Trying to document historical facts and memories that East Texans have of these Pineywoods is an impossible task. There is not enough ink to print all of the accomplishments of the strong men and women who worked to make their dreams come true.
Milestones and achievements come and go, but I think it is important to stop, reflect and recognize a few from time to time. The Texas Department of Transportation will mark its 100th birthday next year. Plans are already well under way, and I know you will hear much more about the events of the coming year as they unfold. The Lufkin District will be a big part of that celebration. The district was established in the early 1930’s and those old black and white photographs of years gone by are testaments of true commitments by men and women who shaped TxDOT history.
It is rumored the district still uses the old oak desk first used by Lufkin District Engineer Luther DeBerry in the 1950s. He went on to become a State Transportation Engineer in 1973 and was inducted into the Texas Transportation Hall of Honor at the Texas Transportation Institute of A&M in 2003. The Lufkin Area Office is still located in the original two-story brick building on the back part of the Lufkin District campus. The beautiful staircase, oak flooring and woodwork are proof of the talent that was abundant in East Texas during that time.

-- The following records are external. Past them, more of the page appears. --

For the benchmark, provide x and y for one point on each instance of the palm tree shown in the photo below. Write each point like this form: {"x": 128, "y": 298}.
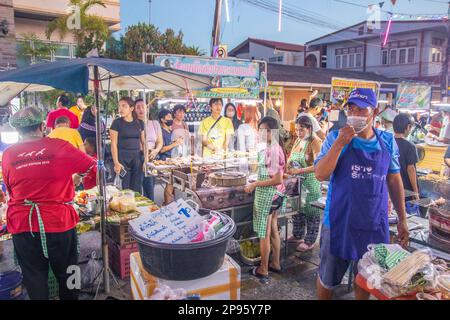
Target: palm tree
{"x": 33, "y": 47}
{"x": 93, "y": 32}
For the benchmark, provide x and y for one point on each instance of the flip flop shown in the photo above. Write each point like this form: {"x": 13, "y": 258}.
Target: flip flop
{"x": 301, "y": 248}
{"x": 295, "y": 240}
{"x": 278, "y": 271}
{"x": 264, "y": 278}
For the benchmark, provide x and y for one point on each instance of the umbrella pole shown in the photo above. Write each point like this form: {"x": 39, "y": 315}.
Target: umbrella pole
{"x": 101, "y": 182}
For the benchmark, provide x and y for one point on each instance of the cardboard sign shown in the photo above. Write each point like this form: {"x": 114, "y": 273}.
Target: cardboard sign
{"x": 176, "y": 223}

As roads such as FM 1 and the East Texas Highway were cut through dense forests, we grew as an agency and so did East Texas. Modern roadways and bridges were constructed that connected communities and towns. Young businesses like Southern Pine Lumber Company in Diboll; Martin Wagon Company, Southland Paper Mill and Angelina County Lumber Company in Lufkin; McKinney Drilling, Stephen F. Austin State University and the Stone Fort National Bank in Nacogdoches all began to breathe life into East Texas. Many successful businesses depended on TxDOT to build the best roadways and many still do today.
It is not only our roads that have helped make East Texas great, but also the people who make it truly exceptional. Nacogdoches, the oldest town in Texas, will celebrate its 300th birthday next year and Lufkin recently celebrated its 134th. Leaders who dared to chase their dreams accomplished much and that gives us plenty to celebrate.
Though economics and demographics have changed our landscape, we have many assets throughout the region. East Texas is water-rich. Eight of the nine counties in the Lufkin District border three of the largest man made reservoirs in Texas – Toledo Bend, Sam Rayburn, and Lake Livingston. In addition, Interstate 69 is in the planning and development stage. It will further change the landscape through five counties of the Lufkin District. We have already begun to upgrade many roads to interstate standards where many future businesses will no doubt locate. The future looks bright.
We stand on the shoulders of great leaders as well and many hard workers who dedicated their lives to building East Texas. Just like a relay race, they handed off the baton to future East Texans and we continue to enjoy the fruits of their labor as we prepare to hand it to another generation.
The TxDOT family will continue to stand strong as new industries, businesses, and communities grow and a new generation of leadership emerges. Those efforts will build strong shoulders on which future leaders will stand.
We have much to celebrate in coming months, and you can stand on the promise that TxDOT will continue to deliver the best – a safe, reliable, and integrated transportation system to meet the needs of all of our futures.